I expect to read/hear more on the topic of VirtSec from the RSA 2008 conference, going on this week. I know Citrix’s Simon Crosby is speaking on a panel there, and given Simon’s propensity and ability to be quoted, I’m looking forward to it. I’m certain he’ll be better off than Oded Horovitz was up in Vancouver.
UPDATE: the following question was submitted by a reader: “How does vulnerability in VMBus will affect the VM isolation? All VMs (ideally) will go through VMBus. So, doesn’t it affect VM isolation if one can exploit VMBUS? They may gain system level access to all VMs through VSCs. Please correct me if I am wrong”
Here’s Brandon’s response: “Each VM has a separate instance of VMBus. VMBus is a bus only in the sense that multiple VSCs inside a VM share the same instance of VMBus.
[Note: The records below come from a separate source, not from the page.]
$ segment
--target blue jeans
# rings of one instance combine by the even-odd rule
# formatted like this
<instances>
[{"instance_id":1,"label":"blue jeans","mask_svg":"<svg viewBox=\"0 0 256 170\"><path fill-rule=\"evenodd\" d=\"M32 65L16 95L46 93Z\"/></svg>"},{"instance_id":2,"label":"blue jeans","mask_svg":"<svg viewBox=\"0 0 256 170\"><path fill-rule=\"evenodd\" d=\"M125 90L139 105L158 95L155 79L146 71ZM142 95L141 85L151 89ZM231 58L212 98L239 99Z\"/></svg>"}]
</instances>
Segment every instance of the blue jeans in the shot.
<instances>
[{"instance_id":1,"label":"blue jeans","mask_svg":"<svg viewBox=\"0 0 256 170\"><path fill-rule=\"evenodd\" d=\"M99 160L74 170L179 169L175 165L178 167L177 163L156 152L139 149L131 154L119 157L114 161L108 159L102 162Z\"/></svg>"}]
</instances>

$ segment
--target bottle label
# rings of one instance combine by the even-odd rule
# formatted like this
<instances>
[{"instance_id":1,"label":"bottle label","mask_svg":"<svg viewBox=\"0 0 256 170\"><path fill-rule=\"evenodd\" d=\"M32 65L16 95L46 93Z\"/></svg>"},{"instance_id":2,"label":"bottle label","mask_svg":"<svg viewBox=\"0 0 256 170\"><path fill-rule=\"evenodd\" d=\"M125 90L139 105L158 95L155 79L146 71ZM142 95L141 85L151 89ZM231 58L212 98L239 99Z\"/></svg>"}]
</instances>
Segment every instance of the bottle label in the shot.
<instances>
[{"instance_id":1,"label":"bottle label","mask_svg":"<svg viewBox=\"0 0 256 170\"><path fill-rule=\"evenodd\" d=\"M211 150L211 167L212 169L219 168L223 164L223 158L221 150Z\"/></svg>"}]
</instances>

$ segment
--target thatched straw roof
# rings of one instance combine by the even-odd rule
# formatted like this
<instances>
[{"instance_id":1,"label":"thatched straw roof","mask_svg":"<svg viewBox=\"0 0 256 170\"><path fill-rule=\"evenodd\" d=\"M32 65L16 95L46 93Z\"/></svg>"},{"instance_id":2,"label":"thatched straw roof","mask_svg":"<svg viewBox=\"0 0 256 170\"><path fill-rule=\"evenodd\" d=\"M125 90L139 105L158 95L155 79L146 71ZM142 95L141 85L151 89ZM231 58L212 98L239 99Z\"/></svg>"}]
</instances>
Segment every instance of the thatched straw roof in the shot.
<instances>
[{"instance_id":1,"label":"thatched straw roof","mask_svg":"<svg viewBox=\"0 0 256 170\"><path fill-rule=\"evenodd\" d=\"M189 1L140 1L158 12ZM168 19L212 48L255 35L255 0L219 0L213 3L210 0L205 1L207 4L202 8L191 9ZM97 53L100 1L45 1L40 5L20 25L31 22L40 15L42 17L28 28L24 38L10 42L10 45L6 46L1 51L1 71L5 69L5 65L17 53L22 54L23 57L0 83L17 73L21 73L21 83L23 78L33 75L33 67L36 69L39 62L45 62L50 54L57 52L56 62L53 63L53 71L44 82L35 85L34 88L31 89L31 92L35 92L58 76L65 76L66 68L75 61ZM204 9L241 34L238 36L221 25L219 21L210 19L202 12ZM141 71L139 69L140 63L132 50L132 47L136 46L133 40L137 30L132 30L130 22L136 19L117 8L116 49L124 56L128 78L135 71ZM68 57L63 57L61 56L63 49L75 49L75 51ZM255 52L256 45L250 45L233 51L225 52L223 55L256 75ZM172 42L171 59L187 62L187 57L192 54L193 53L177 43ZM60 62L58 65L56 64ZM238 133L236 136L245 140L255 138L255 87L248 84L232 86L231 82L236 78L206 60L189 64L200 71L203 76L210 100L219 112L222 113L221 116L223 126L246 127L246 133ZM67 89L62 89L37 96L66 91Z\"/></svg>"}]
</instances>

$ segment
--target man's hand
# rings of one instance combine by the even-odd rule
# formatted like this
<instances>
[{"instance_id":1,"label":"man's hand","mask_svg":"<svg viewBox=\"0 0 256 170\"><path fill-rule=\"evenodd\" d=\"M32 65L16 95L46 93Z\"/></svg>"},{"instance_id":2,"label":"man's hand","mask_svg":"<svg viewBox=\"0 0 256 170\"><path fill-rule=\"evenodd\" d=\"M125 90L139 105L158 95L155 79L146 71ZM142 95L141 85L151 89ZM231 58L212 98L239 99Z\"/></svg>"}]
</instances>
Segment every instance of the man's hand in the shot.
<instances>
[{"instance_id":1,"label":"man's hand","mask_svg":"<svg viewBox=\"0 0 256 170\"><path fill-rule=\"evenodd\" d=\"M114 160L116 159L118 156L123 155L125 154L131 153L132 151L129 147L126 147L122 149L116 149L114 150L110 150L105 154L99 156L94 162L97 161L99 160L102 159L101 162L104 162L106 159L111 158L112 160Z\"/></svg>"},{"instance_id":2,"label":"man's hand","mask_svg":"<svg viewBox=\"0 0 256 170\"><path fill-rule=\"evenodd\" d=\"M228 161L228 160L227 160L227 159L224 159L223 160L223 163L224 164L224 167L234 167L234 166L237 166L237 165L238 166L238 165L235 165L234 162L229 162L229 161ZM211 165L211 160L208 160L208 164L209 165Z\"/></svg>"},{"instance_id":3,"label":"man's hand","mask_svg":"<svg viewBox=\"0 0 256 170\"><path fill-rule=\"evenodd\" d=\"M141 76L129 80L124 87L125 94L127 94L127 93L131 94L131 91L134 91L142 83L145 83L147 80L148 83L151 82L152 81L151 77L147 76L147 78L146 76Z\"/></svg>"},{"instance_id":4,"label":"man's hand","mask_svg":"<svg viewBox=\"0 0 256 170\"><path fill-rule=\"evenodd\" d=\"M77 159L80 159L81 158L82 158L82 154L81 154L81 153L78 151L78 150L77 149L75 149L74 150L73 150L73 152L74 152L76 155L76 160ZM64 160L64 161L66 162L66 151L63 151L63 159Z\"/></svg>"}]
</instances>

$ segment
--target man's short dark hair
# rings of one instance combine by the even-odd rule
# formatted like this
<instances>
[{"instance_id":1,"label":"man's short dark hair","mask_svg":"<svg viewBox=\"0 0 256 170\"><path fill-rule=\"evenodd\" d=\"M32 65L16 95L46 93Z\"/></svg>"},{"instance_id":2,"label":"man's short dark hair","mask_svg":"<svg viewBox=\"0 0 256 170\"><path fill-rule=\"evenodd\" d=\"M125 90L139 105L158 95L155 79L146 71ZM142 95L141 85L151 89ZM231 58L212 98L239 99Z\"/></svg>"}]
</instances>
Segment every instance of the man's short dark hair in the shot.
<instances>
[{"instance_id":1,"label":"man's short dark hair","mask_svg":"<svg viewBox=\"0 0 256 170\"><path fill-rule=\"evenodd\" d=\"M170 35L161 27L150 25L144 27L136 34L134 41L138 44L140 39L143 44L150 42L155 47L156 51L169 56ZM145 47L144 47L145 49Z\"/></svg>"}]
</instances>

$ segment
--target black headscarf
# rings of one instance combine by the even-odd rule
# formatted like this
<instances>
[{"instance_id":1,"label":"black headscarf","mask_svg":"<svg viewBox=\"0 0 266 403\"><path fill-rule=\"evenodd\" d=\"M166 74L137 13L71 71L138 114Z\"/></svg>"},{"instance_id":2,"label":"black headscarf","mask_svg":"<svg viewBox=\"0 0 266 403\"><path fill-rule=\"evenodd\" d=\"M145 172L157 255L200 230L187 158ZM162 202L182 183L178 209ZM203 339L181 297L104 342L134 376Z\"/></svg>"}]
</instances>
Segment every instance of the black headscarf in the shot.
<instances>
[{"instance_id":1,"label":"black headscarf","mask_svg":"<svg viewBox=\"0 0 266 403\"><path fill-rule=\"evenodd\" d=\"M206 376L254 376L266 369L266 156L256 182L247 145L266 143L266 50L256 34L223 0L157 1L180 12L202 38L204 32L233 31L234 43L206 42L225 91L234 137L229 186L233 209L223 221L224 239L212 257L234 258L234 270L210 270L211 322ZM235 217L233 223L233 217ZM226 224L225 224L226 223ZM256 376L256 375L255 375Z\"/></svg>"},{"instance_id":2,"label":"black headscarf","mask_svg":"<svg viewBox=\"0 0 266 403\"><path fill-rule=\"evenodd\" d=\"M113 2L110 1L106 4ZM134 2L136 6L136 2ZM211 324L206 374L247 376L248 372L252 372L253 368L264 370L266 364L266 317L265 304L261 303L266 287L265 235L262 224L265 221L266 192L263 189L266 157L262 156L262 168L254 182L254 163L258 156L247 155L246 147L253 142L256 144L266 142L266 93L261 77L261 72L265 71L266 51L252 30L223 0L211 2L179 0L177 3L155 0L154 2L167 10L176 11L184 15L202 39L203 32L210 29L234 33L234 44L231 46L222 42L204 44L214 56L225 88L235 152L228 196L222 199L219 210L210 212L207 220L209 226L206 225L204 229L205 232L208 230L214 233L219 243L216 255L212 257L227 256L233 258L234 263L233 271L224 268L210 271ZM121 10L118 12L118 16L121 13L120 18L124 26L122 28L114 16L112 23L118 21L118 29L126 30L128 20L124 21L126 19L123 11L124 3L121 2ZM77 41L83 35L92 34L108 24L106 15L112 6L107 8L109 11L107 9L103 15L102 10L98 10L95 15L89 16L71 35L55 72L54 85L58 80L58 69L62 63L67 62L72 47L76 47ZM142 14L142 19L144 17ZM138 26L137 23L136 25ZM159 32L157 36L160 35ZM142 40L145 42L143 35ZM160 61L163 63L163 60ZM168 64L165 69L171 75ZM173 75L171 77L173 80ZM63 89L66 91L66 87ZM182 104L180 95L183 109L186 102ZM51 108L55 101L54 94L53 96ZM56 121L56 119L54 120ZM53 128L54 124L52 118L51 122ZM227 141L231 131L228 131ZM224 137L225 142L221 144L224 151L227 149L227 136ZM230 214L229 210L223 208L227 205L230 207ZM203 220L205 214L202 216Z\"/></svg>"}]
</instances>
This means that a local, kernel mode compromise of a VM will not reveal any data from other VMs. That said, a vulnerability in VMBus and VSPs in the root partition could critically affect VM isolation if the vulnerability resulted in arbitrary code execution there. For this reason we treat all data coming from guest VSCs to the root VSPs over VMBus as untrusted data when validating the Hyper-V root components.”